糟蟹是东味居的秘制菜肴,若食客问起配方,多数都会被婉拒。
脆琅玕翠绿如翡,莴苣的口感爽脆,酸辣口最是开胃。
柳叶韭色泽嫩黄,瞧着喜人。
吴阅向人们推荐糟蟹,得到众人一致好评,都觉得东味居的手艺有点名堂。
接下来是七道热菜,荷包里脊、金齑玉脍、佛跳墙、烤乳猪、椒盐白鲦、香煎豆腐和油焖笋。
吴阅极力推荐香煎豆腐,因着是用咸蛋黄煎制而成,口感外皮焦香,内里柔嫩,又有着咸蛋黄的沙,味道非常独特。
萧同晖尝过一块后,赞不绝口,说道:“不曾想吴县丞竟是个懂得寻味的人。”
吴阅笑道:“我夫妇平日无事时,就爱寻口腹之欲。”
那份香煎豆腐很受人们喜爱,吴阅又差人添了一份。
萧煜显然对今日的菜品很满意,觉得比春晖园的好吃。
冯云朝道:“四爷若想寻味,就得往不起眼的巷子里寻,许多家常菜可不比酒楼的差。”
当即向他推荐平时经常去的那些地方。
人们就吃的话题唠了许久。
传来的炖汤分入白瓷盅,想用什么就取什么。
炖汤大部分用瓦罐煨制,有天麻乳鸽汤、清炖鱼头汤、百合枣龟汤、莼菜羹和银耳羹。
用的酒是松花酒,女郎们酒量差,则用米酒或饮子。
萧六郎提议行酒令助兴。
萧三郎道:“不跟你们玩投壶了,你们个个都了不得,我可吃不消。
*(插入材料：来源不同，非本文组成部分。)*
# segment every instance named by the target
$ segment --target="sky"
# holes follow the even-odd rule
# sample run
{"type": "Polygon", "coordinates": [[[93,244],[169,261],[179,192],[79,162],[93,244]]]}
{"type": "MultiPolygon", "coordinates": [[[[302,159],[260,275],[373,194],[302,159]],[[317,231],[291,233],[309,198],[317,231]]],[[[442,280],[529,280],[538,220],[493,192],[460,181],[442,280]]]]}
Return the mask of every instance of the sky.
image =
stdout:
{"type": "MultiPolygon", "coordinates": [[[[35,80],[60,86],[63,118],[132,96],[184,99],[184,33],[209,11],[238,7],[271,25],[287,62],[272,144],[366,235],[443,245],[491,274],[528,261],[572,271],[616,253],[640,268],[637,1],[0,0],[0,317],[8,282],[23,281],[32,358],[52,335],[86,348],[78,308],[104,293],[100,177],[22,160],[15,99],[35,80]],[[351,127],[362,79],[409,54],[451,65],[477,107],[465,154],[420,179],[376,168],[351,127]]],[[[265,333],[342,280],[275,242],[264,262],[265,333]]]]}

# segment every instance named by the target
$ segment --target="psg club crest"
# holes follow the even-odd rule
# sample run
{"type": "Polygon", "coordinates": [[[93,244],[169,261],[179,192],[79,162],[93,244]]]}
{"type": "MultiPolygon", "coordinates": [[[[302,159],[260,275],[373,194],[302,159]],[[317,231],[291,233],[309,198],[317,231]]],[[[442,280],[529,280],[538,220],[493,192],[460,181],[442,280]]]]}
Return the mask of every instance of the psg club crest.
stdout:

”
这话把众人逗笑了。
吴阅心思一动,出主意道:“不若玩击鼓传花,如何?”
冯云朝赞许道:“这个甚好,公平公正,谁都有可能被罚。”
人们商量一番,都觉得可行。
制定好游戏规则后,由吴阅开了个头,背对着席上的众人击鼓。
彩球在沈映蓉手里,随着第一道鼓声响起,她立马把它抛向萧同晖。
紧接着萧同晖递给了夫人柳氏,柳氏立马传给下一位。
鼓声一时把众人搞得紧张万分,气氛也活跃起来。
彩球传了一圈后,吴阅才停止击鼓。
那彩球最后落到苏二娘手里,她激动得嗷嗷叫,嗔怪道:“吴兄欺负人!”
众人全都笑了起来,吴阅也笑。
按游戏规则,彩球未传出去不但会被罚酒,还得表演花样逗乐。
冯云朝给妻子倒米酒,说道:“二娘运气不好,该罚。”
苏二娘撇嘴。
那盏米酒被她一饮而尽,碗盏向众人亮了底,她说道:“我苏二娘一没歌喉,二没学识,三没才华,要表演什么好?”
冯云朝接茬儿道:“表演□□跳算了t。”
众人哄堂大笑。
苏二娘恨恨地掐了他一把,惹得人们失笑连连。
那对活宝夫妻甚有意思,苏二娘性情活泼,模仿王婆卖瓜。
夫妻一唱一和,动作神态惟妙惟肖,惹得众人大笑开怀。
逗趣过后,接下来是苏二娘击鼓,彩球由冯云朝往下传递。
待鼓声停止时,彩球落到了萧煜手里。他的上方是吴阅,刚刚抛球,鼓声就停了。
对面的萧同晖笑道:“该四郎被罚酒了。”
萧煜道:“我与苏娘子一样,无一技之长,恐要叫诸位看笑话。”
萧六郎看戏不嫌事大,“四郎就唱一曲罢,用咱们宜州的方言唱。”
此话一出,在场的人们全都乐了,因为都知道他五音不全,方言也撇脚。
萧煜心情好,饮下罚酒后,索性哄哄他们,当真用五音不全的调调唱起当地小曲儿,引得众人捧腹大笑。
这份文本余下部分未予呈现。